"""
Example: Using kinetic with GKE
This demonstrates running remote functions on a GKE cluster with kinetic.
Prerequisites:
1. A GKE cluster (CPU or with GPU node pools)
2. kubectl configured to access the cluster
3. KINETIC_PROJECT environment variable set
Setup (CPU cluster - works out of the box):
./setup.sh # Answer 'yes' when prompted for GKE setup
Setup (GPU cluster - for GPU examples):
# Add a GPU node pool to existing cluster
gcloud container node-pools create gpu-pool \\
--cluster kinetic-cluster \\
--zone us-central1-a \\
--machine-type n1-standard-4 \\
--accelerator type=nvidia-tesla-t4,count=1 \\
--num-nodes 1 \\
--scopes gke-default,storage-full
# Install NVIDIA GPU drivers
kubectl apply -f https://raw.githubusercontent.com/GoogleCloudPlatform/container-engine-accelerators/master/nvidia-driver-installer/cos/daemonset-preloaded.yaml
Supported accelerators:
- cpu: CPU only (no GPU required)
- gpu-t4: NVIDIA T4
- gpu-l4: NVIDIA L4
- gpu-v100: NVIDIA V100
- gpu-a100: NVIDIA A100 (40GB)
- gpu-a100-80gb: NVIDIA A100 (80GB)
- gpu-h100: NVIDIA H100
"""
import os
os.environ["KERAS_BACKEND"] = "jax"
import keras
import numpy as np
import kinetic
# Example 1: CPU-only execution (works with default cluster)

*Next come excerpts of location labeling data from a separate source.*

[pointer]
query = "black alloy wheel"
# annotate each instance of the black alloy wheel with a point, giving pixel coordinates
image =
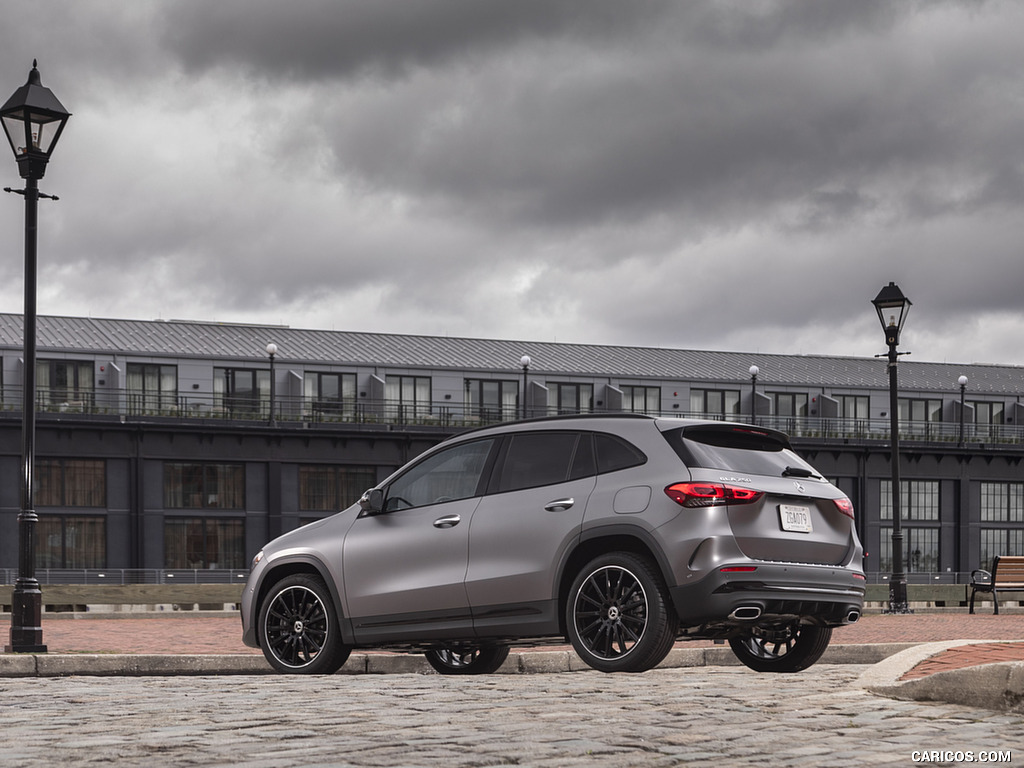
(299, 628)
(619, 615)
(468, 660)
(788, 648)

@kinetic.run(accelerator="cpu")
def simple_computation(x, y):
"""Simple addition that runs on remote CPU."""
result = x + y
print(f"Computing {x} + {y} = {result}")
return result
# Example 2: Keras model training on TPU
@kinetic.run(accelerator="tpu-v6e-2x4", spot=True)
def train_simple_model_tpu():
"""Train a simple Keras model on remote TPU."""
# Create a simple model
model = keras.Sequential(
[
keras.layers.Dense(64, activation="relu", input_shape=(10,)),
keras.layers.Dense(64, activation="relu"),
keras.layers.Dense(1),
]
)
model.compile(optimizer="adam", loss="mse")
# Generate some dummy data
x_train = np.random.randn(1000, 10)
y_train = np.random.randn(1000, 1)
# Train the model
print("Training model on TPU...")
history = model.fit(x_train, y_train, epochs=5, batch_size=32, verbose=1)
print(f"Final loss: {history.history['loss'][-1]}")
return history.history["loss"][-1]
# Example 3: GPU training (requires GPU node pool)
@kinetic.run(accelerator="gpu-t4")
def train_model_gpu():
"""Train a Keras model on remote GPU. Requires T4 GPU node pool."""
model = keras.Sequential(
[
keras.layers.Dense(128, activation="relu", input_shape=(20,)),
keras.layers.Dense(128, activation="relu"),
keras.layers.Dense(1),
]
)
model.compile(optimizer="adam", loss="mse")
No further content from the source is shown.